« Sans maîtrise de l’espace, pas de souveraineté » pour la France et l’Europe

Plus d’explorations, moins de touristes
Tech 11 min
« Sans maîtrise de l’espace, pas de souveraineté » pour la France et l’Europe
Crédits : inhauscreative/iStock

La petite phrase est signée Emmanuel Macron, durant son discours sur la stratégie spatiale européenne. Le Président cible large en évoquant course à l'armement, exploration, vols habités, souveraineté… Sur ce dernier point, il s’est montré intraitable envers les « non européens »… oubliant un peu vite le Health Data Hub.

Hier, les dirigeants européens se sont rencontrés à Toulouse pour affirmer leur volonté commune « de travailler en étroite collaboration pour propulser l’Europe en position de leader mondial de l’Espace ». Comme avec les géants du Net, l’Europe est pour le moment prise en tenaille entre le continent américain (États-Unis) d’un côté et asiatique de l’autre (Chine, Japon, Inde).

Trois « accélérateurs » étaient à l’honneur : l'espace pour un avenir vert, une réponse rapide et résiliente aux crises, ainsi que la protection des actifs spatiaux. La Commission européenne avait pour rappel déblayé le terrain la veille avec sa « boussole stratégique » dont le but est notamment de « faire face aux menaces actuelles et futures ».

Emmanuel Macron en mode « Pirelli »

De son côté, Emmanuel Macron en a profité pour faire un discours sur la stratégie spatiale française et européenne. Dans son introduction, la question de la souveraineté était centrale : 

« Sans maîtrise de l’espace, en effet, pas de souveraineté technologique. L’accès à Internet, la navigation par satellite, tout cela dépend en grande partie de l’espace. Sans maîtrise de l’espace, pas de souveraineté industrielle et économique au-delà des dizaines de milliers d’emplois […] Sans maîtrise de l’espace, pas d’avancée scientifique ni de connaissance fine des grands enjeux environnementaux et climatiques. Sans maîtrise de l’espace, pas de souveraineté stratégique et militaire ».

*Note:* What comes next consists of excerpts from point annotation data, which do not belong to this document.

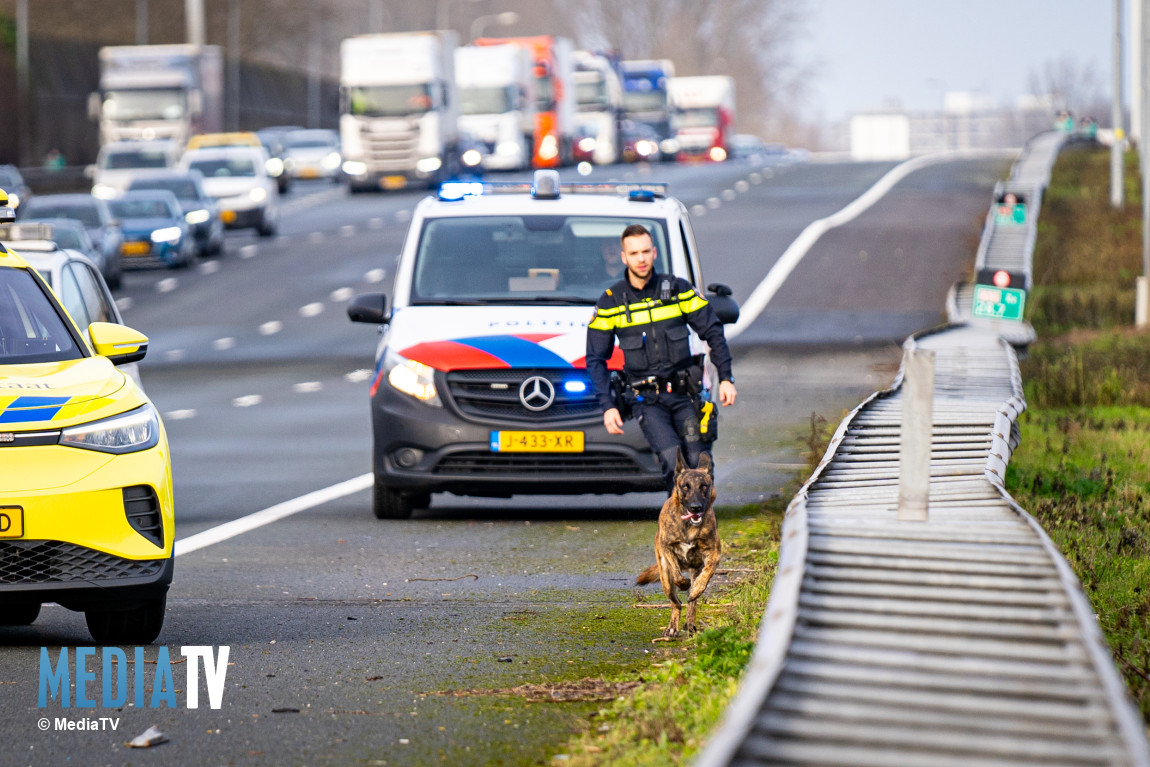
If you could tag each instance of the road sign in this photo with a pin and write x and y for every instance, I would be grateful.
(998, 303)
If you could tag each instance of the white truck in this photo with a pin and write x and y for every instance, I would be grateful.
(497, 102)
(598, 102)
(399, 109)
(158, 91)
(704, 116)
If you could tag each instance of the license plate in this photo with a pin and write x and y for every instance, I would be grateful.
(135, 248)
(536, 442)
(12, 522)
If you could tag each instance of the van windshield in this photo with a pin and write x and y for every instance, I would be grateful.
(524, 259)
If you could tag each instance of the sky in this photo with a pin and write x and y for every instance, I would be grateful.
(866, 53)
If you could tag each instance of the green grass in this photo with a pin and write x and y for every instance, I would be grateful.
(1082, 468)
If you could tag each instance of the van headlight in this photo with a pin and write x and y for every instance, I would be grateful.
(128, 432)
(413, 378)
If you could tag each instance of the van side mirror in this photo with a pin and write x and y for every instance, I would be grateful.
(369, 307)
(726, 307)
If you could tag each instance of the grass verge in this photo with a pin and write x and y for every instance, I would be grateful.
(1083, 463)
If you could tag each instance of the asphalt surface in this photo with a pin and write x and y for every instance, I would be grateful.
(338, 623)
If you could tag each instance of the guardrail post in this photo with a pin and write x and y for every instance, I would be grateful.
(915, 435)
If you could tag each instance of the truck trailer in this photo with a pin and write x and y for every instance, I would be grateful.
(158, 91)
(398, 109)
(704, 116)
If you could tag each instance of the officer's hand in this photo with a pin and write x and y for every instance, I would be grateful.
(727, 393)
(613, 421)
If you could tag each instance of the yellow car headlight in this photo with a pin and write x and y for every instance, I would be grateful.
(127, 432)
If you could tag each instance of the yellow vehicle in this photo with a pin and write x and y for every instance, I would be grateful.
(235, 138)
(85, 472)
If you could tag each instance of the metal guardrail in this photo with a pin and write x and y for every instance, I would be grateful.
(965, 639)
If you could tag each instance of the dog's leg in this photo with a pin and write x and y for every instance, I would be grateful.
(668, 576)
(698, 585)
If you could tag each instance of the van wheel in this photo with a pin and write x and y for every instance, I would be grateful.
(388, 504)
(137, 626)
(20, 614)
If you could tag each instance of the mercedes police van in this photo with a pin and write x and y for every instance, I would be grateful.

De la maîtrise des réseaux de communication à l’observation des mouvements des différentes armées sur la planète, « le spatial est devenu aussi un des nouveaux lieux des conflictualités contemporaines ». Un discours parfaitement aligné sur celui de la Commission européenne

Pour le Président de la République, « sans maîtrise de l'espace, il n’existe pas au fond de puissance complète capable tout à la fois de maîtriser pleinement son destin et de conquérir de nouvelles frontières. Pour toutes ces raisons, l'espace est une priorité de la présidence française mais aussi car la France est, de manière concomitante, co-Présidente du Conseil de l'Agence spatiale européenne avec le Portugal ».

L’Europe a loupé plusieurs « tournants stratégiques »

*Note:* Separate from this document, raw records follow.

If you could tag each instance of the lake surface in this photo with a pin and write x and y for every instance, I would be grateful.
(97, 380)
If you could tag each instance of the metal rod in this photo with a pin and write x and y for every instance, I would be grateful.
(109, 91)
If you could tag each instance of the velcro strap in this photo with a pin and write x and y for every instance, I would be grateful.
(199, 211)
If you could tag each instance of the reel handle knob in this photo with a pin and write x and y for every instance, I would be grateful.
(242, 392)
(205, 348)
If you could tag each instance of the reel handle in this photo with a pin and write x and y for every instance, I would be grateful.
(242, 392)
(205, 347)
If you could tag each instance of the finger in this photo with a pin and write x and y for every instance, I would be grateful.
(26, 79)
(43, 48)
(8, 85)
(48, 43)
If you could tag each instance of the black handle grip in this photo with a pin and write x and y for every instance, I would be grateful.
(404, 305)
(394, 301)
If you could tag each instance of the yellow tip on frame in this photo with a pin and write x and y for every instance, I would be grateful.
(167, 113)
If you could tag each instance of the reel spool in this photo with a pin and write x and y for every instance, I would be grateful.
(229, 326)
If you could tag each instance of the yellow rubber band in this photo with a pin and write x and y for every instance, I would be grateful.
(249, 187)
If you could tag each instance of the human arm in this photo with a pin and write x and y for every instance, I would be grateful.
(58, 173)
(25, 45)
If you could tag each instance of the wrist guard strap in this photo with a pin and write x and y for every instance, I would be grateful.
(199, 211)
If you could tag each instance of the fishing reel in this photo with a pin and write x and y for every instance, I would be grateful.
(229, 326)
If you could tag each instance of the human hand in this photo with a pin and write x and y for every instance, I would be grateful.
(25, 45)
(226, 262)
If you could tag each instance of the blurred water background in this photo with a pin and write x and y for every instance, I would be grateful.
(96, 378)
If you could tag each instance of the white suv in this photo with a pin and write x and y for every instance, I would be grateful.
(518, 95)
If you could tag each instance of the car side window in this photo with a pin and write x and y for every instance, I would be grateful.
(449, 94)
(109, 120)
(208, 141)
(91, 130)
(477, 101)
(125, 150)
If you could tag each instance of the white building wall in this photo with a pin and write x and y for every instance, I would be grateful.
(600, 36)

Emmanuel Macron a évoqué les réussites française et européenne avec les missions Copernicus et Galileo, non sans vanter les mérites des centres de recherches (CEA, CNRS, CNES, DLR, ASI…), ou des personnalités comme Thomas Pesquet. « Néanmoins, ces réussites ne doivent pas nous interdire de faire preuve de lucidité […] L'Europe a aussi manqué ces dernières années, certains tournants stratégiques, notamment dans les lanceurs, en sous-estimant des émergences très rapides de certains de nos concurrents ».

Les États-Unis, Chine et Russie devancent ainsi l'Europe en termes de nombre de lancements, où une société comme SpaceX explose les compteurs : 31 lancements en 2021 et une cinquantaine prévus pour cette année. « D'autres, comme le Japon, l'Inde, l'Iran, la Corée du Sud, se sont engagés avec beaucoup de force dans la course » et sont pour certains en train de largement réinvestir.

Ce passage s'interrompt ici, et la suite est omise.